Outro mito comum que gostaria de abordar é o relacionado com o descongelamento de alimentos. Muitas famílias recorrem ao congelamento de alimentos como uma forma prática e eficaz de armazenar refeições, mas a grande questão surge na hora de descongelar. Um erro comum, infelizmente, é descongelar os alimentos à temperatura ambiente, o que pode aumentar o risco de intoxicação alimentar. Para garantir a segurança alimentar, a descongelação deve ser feita de maneira adequada. A forma mais segura é descongelar no frigorífico, de preferência durante a noite antes da refeição, ou sob água fria corrente, mantendo o alimento na sua embalagem original. Estas práticas ajudam a evitar o crescimento de bactérias e a garantir a segurança da refeição.

Um erro comum, infelizmente, é descongelar os alimentos à temperatura ambiente, o que pode aumentar o risco de intoxicação alimentar.

Face à recusa de uma criança em comer, qual é o melhor conselho que a Ana Rita Sousa pode dar aos pais?

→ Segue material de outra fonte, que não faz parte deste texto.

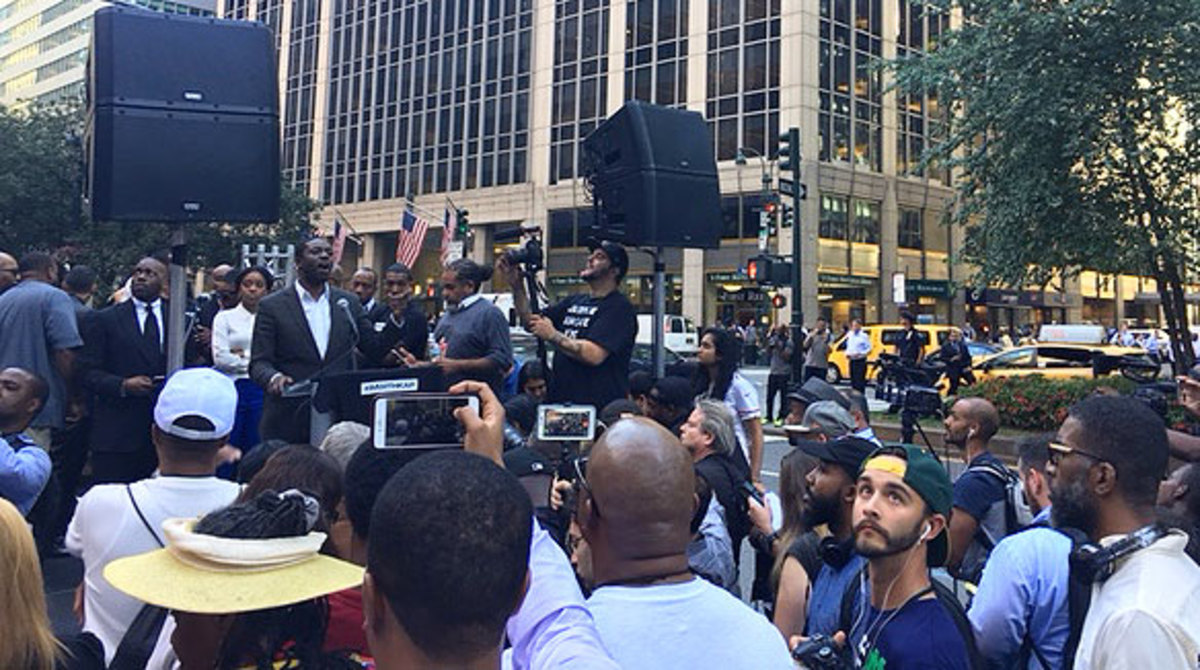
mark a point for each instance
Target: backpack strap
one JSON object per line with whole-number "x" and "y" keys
{"x": 951, "y": 604}
{"x": 129, "y": 491}
{"x": 139, "y": 640}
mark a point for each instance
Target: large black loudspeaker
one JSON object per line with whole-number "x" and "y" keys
{"x": 183, "y": 119}
{"x": 653, "y": 173}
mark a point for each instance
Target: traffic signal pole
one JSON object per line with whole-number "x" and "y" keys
{"x": 790, "y": 166}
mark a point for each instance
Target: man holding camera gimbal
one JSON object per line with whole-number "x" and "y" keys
{"x": 593, "y": 331}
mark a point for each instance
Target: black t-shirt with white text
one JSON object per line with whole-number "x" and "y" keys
{"x": 609, "y": 322}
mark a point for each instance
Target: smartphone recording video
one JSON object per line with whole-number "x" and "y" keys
{"x": 420, "y": 420}
{"x": 567, "y": 423}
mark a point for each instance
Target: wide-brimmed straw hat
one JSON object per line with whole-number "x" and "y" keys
{"x": 207, "y": 574}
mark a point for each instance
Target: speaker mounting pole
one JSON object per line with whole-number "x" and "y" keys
{"x": 178, "y": 280}
{"x": 660, "y": 309}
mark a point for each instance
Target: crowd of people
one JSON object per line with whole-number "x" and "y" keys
{"x": 220, "y": 526}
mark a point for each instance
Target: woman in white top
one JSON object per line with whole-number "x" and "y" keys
{"x": 232, "y": 333}
{"x": 718, "y": 377}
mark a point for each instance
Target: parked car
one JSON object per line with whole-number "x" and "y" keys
{"x": 883, "y": 338}
{"x": 1066, "y": 360}
{"x": 679, "y": 334}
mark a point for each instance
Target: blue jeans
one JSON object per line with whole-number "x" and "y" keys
{"x": 245, "y": 424}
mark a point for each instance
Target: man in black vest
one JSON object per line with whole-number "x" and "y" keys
{"x": 301, "y": 333}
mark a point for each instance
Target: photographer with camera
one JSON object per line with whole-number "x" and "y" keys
{"x": 981, "y": 503}
{"x": 592, "y": 331}
{"x": 909, "y": 345}
{"x": 899, "y": 620}
{"x": 473, "y": 333}
{"x": 1105, "y": 466}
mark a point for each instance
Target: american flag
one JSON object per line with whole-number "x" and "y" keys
{"x": 449, "y": 225}
{"x": 341, "y": 231}
{"x": 412, "y": 237}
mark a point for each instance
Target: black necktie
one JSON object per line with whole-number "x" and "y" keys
{"x": 150, "y": 330}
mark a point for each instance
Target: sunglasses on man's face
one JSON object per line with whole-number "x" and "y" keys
{"x": 1059, "y": 452}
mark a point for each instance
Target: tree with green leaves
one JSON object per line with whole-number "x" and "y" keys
{"x": 41, "y": 187}
{"x": 1075, "y": 130}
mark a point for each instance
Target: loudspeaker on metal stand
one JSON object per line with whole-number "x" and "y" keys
{"x": 653, "y": 175}
{"x": 183, "y": 119}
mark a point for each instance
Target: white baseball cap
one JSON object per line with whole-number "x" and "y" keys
{"x": 197, "y": 392}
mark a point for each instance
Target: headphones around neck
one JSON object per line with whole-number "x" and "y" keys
{"x": 837, "y": 552}
{"x": 1096, "y": 563}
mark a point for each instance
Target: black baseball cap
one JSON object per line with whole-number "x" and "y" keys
{"x": 673, "y": 392}
{"x": 616, "y": 253}
{"x": 847, "y": 452}
{"x": 815, "y": 390}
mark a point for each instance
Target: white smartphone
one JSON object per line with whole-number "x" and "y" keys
{"x": 567, "y": 423}
{"x": 419, "y": 420}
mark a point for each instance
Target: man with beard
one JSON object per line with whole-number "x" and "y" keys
{"x": 401, "y": 323}
{"x": 593, "y": 333}
{"x": 903, "y": 500}
{"x": 473, "y": 333}
{"x": 303, "y": 331}
{"x": 979, "y": 519}
{"x": 1019, "y": 612}
{"x": 1105, "y": 466}
{"x": 124, "y": 363}
{"x": 829, "y": 501}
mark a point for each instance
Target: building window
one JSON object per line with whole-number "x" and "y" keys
{"x": 834, "y": 222}
{"x": 867, "y": 222}
{"x": 743, "y": 76}
{"x": 426, "y": 97}
{"x": 919, "y": 118}
{"x": 570, "y": 227}
{"x": 911, "y": 229}
{"x": 850, "y": 83}
{"x": 581, "y": 65}
{"x": 657, "y": 52}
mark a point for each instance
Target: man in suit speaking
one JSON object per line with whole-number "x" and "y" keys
{"x": 301, "y": 333}
{"x": 124, "y": 363}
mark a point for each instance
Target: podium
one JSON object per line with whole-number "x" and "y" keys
{"x": 349, "y": 396}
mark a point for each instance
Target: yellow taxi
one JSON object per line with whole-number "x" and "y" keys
{"x": 1061, "y": 360}
{"x": 883, "y": 338}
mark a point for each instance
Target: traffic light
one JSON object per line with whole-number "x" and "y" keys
{"x": 769, "y": 270}
{"x": 759, "y": 268}
{"x": 463, "y": 228}
{"x": 772, "y": 210}
{"x": 790, "y": 150}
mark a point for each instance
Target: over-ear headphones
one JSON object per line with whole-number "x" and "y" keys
{"x": 837, "y": 552}
{"x": 1095, "y": 563}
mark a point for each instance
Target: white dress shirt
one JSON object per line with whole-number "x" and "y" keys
{"x": 139, "y": 309}
{"x": 858, "y": 345}
{"x": 233, "y": 329}
{"x": 316, "y": 312}
{"x": 1145, "y": 615}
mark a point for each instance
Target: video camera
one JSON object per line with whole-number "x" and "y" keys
{"x": 531, "y": 257}
{"x": 820, "y": 652}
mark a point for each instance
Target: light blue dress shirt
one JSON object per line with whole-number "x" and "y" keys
{"x": 1024, "y": 592}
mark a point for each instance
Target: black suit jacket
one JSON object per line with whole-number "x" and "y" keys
{"x": 283, "y": 344}
{"x": 113, "y": 350}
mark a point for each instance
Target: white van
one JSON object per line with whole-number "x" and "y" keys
{"x": 679, "y": 334}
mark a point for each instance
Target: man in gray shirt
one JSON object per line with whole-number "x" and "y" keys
{"x": 37, "y": 333}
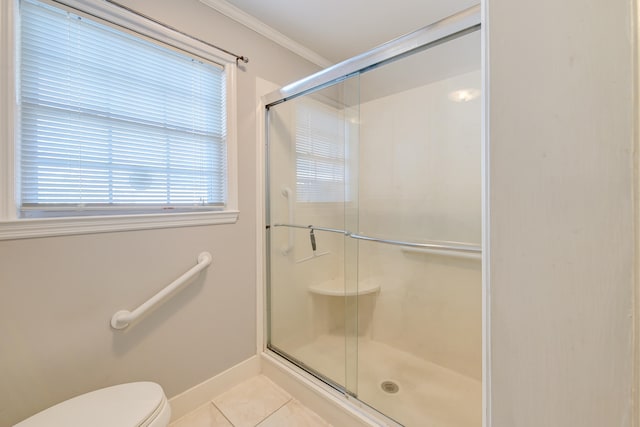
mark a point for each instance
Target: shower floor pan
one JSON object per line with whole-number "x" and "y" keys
{"x": 427, "y": 395}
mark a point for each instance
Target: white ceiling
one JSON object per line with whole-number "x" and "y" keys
{"x": 340, "y": 29}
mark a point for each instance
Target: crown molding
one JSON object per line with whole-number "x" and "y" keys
{"x": 263, "y": 29}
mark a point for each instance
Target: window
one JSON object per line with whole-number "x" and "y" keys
{"x": 320, "y": 153}
{"x": 108, "y": 121}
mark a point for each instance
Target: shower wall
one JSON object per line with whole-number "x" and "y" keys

O conselho mais importante que posso dar aos pais quando enfrentam a recusa alimentar de uma criança é, acima de tudo, aceitar a sua individualidade. Cada criança é única, e o que pode funcionar para uma, pode não funcionar para outra. A recusa alimentar muitas vezes não tem nada a ver com a qualidade da refeição ou com o amor que é colocado na preparação da comida, mas sim com os processos naturais de desenvolvimento da criança.

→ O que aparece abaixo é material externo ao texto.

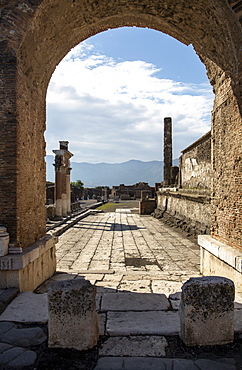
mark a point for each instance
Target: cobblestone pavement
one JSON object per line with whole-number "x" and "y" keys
{"x": 115, "y": 249}
{"x": 127, "y": 257}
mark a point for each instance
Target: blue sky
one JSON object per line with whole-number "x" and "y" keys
{"x": 109, "y": 96}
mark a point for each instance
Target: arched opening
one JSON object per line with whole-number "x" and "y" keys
{"x": 47, "y": 31}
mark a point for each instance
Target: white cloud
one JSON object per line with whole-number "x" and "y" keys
{"x": 113, "y": 111}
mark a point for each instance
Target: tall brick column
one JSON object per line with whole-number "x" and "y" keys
{"x": 62, "y": 180}
{"x": 167, "y": 150}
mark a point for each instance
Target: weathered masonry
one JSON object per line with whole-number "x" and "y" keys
{"x": 35, "y": 36}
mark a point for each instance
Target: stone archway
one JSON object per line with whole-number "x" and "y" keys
{"x": 37, "y": 34}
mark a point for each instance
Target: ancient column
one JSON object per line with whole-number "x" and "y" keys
{"x": 62, "y": 180}
{"x": 167, "y": 150}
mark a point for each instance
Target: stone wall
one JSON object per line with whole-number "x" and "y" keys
{"x": 36, "y": 35}
{"x": 195, "y": 165}
{"x": 190, "y": 212}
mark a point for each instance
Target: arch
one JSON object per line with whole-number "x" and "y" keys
{"x": 37, "y": 34}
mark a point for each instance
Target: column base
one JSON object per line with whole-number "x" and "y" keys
{"x": 29, "y": 269}
{"x": 220, "y": 259}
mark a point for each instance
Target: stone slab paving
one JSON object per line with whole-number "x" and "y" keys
{"x": 27, "y": 307}
{"x": 139, "y": 346}
{"x": 138, "y": 265}
{"x": 134, "y": 302}
{"x": 145, "y": 322}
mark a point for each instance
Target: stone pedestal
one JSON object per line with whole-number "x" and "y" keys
{"x": 73, "y": 321}
{"x": 207, "y": 311}
{"x": 28, "y": 269}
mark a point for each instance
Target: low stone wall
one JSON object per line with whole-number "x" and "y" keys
{"x": 220, "y": 259}
{"x": 190, "y": 212}
{"x": 147, "y": 206}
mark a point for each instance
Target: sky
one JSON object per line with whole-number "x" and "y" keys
{"x": 109, "y": 96}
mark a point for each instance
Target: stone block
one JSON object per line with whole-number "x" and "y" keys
{"x": 134, "y": 302}
{"x": 4, "y": 241}
{"x": 207, "y": 303}
{"x": 73, "y": 321}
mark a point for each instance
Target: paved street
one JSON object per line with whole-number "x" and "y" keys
{"x": 115, "y": 249}
{"x": 138, "y": 265}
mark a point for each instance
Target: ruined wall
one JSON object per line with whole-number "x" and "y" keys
{"x": 195, "y": 165}
{"x": 35, "y": 35}
{"x": 190, "y": 212}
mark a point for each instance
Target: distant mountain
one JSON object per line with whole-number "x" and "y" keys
{"x": 108, "y": 174}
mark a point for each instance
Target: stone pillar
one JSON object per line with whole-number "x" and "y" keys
{"x": 62, "y": 180}
{"x": 73, "y": 320}
{"x": 4, "y": 241}
{"x": 207, "y": 311}
{"x": 167, "y": 150}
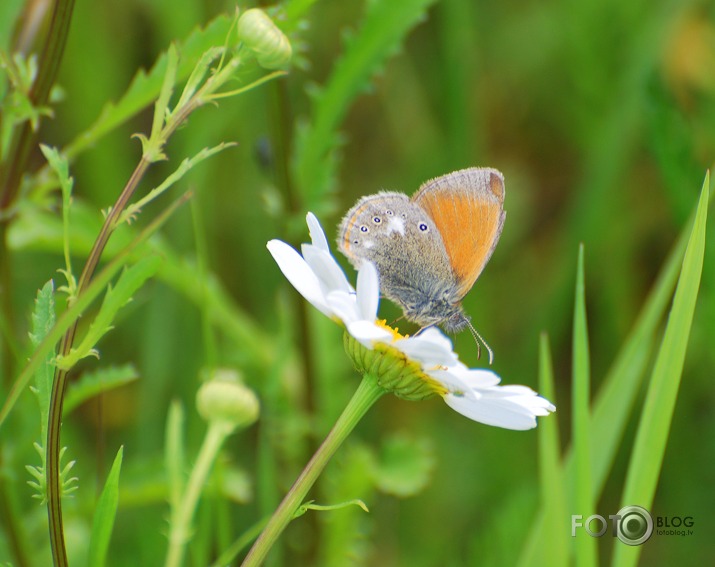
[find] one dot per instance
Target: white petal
(368, 291)
(453, 382)
(367, 333)
(299, 274)
(465, 381)
(328, 271)
(316, 232)
(430, 347)
(477, 378)
(344, 305)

Em vez de estarmos focados na frustração, convido os pais a olhar para a situação com compreensão. Não vale a pena entrar em conflito ou criar um ambiente de tensão em torno da alimentação. Forçar uma criança a comer ou pressioná-la pode gerar aversão ainda maior. É essencial respeitar o tempo e o ritmo dela, criando um ambiente tranquilo e positivo em torno das refeições.

Também é importante lembrar que a alimentação é um processo contínuo e que as crianças têm fases em que podem estar mais seletivas, enquanto em outras podem estar mais abertas a novos alimentos. A chave está em continuar a apresentar opções variadas, sem pressa, e mantendo a rotina alimentar sem grandes expectativas de resultados imediatos. Cada passo, por mais pequeno que seja, é um avanço no processo de aprendizagem alimentar da criança.

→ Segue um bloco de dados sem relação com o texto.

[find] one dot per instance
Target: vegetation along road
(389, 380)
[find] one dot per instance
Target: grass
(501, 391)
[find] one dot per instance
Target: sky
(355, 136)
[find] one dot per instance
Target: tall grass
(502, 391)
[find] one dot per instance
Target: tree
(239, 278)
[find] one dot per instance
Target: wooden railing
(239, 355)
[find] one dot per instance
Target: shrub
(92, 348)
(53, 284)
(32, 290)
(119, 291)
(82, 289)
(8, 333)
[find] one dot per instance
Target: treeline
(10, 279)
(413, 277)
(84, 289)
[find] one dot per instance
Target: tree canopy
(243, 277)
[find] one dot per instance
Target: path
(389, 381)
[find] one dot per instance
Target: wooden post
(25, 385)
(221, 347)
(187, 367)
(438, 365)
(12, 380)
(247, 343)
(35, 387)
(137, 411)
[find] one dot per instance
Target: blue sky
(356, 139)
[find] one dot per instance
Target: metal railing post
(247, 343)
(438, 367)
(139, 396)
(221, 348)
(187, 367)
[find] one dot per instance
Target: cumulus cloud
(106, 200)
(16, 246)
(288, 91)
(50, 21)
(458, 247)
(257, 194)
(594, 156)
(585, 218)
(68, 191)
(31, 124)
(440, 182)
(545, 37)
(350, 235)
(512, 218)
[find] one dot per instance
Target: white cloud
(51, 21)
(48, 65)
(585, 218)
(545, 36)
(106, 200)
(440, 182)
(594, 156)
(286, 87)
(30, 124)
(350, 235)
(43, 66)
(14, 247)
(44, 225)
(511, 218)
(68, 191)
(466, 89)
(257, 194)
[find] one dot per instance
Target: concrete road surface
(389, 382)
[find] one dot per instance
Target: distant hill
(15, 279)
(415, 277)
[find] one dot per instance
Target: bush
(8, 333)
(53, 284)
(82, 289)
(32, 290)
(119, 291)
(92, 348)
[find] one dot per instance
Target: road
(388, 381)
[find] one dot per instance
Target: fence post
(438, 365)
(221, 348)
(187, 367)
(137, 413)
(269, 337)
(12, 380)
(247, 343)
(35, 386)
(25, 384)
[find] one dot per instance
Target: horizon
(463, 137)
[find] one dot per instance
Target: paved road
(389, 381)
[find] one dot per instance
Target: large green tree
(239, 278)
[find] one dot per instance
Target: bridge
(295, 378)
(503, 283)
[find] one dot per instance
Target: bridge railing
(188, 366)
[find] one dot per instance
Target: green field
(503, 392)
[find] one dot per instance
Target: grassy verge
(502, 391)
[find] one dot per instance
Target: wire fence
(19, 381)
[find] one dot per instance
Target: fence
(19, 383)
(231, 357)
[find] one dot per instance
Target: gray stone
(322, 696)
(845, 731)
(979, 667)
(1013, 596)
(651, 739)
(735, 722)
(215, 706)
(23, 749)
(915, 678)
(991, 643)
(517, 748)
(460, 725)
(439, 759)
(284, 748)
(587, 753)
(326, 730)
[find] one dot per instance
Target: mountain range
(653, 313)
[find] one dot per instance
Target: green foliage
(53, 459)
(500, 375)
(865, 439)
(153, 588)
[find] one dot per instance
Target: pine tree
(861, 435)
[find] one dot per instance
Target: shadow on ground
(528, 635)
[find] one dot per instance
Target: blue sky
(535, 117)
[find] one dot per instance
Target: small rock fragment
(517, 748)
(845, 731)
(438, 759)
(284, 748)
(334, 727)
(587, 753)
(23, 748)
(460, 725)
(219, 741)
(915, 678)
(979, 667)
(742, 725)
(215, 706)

Caso a recusa alimentar persista ou haja preocupação com o desenvolvimento da criança, é sempre válido procurar o apoio de profissionais de saúde competentes na área, como pediatras e nutricionistas especializados. Eles podem ajudar a identificar questões subjacentes e orientar os pais de forma adequada, sem julgamentos, com o objetivo de garantir a saúde e o bem-estar da criança

Num mundo dominado pela tecnologia, como vê a Ana Rita Sousa que as refeições das crianças desde tenra idade se façam frente a ecrãs?

Num mundo dominado pela tecnologia, é essencial que as refeições das crianças sejam momentos de conexão com a família. Comer em frente a ecrãs pode até parecer funcionar a curto prazo, ao distrair a criança e facilitar a alimentação, mas a longo prazo pode prejudicar o seu desenvolvimento e trazer mais desvantagens do que vantagens. Os ecrãs são responsáveis por retirar o foco da interação e do contato com os pais e com os alimentos, o que é fundamental para o desenvolvimento social e emocional. As refeições devem ser um momento de aprendizagem e prazer compartilhado, sem distrações, para que a criança desenvolva uma relação saudável com a comida.